The lawsuit against the federal agents raises a question that has not arisen since 9/11. Can federal agents take Arab ancestry into account in their decision to detain people suspected of terrorist activity? The reason for the question is obvious to anyone familiar with "reasonable suspicion" and "probable cause" analysis. The "unusual" events on the plane -- speaking in Arab and English, moving around to different seats, checking the time and other facially innocent events -- are not enough to detain for a terrorism investigation.

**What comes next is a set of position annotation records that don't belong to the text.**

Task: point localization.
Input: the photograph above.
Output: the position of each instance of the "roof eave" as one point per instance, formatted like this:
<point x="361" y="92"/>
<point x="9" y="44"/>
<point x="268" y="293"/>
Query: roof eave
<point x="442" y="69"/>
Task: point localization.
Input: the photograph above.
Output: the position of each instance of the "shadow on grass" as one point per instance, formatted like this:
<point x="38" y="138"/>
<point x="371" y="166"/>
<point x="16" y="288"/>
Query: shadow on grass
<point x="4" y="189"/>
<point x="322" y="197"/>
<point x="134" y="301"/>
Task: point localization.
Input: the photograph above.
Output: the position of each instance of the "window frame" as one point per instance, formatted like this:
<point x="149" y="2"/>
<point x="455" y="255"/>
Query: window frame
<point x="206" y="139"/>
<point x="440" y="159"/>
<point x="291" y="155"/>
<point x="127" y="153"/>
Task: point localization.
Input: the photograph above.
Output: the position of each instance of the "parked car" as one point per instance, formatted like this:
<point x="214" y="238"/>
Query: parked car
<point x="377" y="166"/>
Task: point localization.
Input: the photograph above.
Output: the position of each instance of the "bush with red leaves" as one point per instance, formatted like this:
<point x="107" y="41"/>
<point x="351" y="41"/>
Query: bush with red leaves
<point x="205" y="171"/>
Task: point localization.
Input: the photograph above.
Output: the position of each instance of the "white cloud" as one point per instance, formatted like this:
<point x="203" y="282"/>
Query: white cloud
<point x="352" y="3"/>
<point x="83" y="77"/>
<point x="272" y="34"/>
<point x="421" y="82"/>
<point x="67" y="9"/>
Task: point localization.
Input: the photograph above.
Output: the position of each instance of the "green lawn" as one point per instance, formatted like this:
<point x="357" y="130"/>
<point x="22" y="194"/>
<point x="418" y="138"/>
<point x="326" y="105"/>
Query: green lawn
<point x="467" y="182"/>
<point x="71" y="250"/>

There are too many rational explanations for this activity, and the judge in this case seems a little disturbed that the U.S. Attorney's office is trying to argue that this behavior alone creates reasonable suspicion to detain these men.


But what about the fact that they are Arab? Is that enough? No, says Judge Block, who notes that our world has changed since 9/11 in ways large and small. But it has not changed so much that the Constitution has been erased. Although the government argued that Arab ancestry is relevant because the 9/11 hijackers were Middle Eastern males, that is not enough. The government did cite a Supreme Court case from 1975, U.S. v. Brignoni-Ponce, 422 U.S. 873, which held in dicta that, while a border patrol agent could not make a traffic stop solely because of the apparent Mexican ancestry of the car's occupants, their ancestry could be a relevant factor. But Judge Block suggests that the precedential value of this decision has diminished greatly over the last 25 years, as more and more Hispanics live in the United States such that the statistical analysis relevant in 1975 is outdated today. Other federal courts have similarly revised the vitality of Brignoni-Ponce's analysis.


Writing on a fresh slate, Judge Block cites a scholarly analysis that notes "an increasing 'hostility to the use of race as a basis for police action under the Fourth Amendment." And you thought no one read law review articles. But law professors are not judges. So Judge Block says it himself: "Although this is the first post-9/11 case to address whether race may be used to establish criminal propensity under the Fourth Amendment, the Court cannot subscribe to the notion that in the wake of 9/11 this may now be permissible."


Federal judges like to include in their opinions language that reflects the gravity of issues like this to ensure that civil liberties must survive even the most horrible terrorist attack. Judge Block does so here: "The Court 'fully recognizes the gravity of the situation that confronts investigative officials of the United States as a consequence of the 9/11 attack, and that the mindset of of airline travelers has understandably been altered by 9/11. This justifiable apprehension must be assuaged by ensuring that security is strictly enforced, and by the passage of time without, hopefully, other episodic affronts to our country; but fear cannot be a factor to allow for the evisceration of the bedrock principle of our Constitution that no one can be arrested without probable cause that a crime has been committed."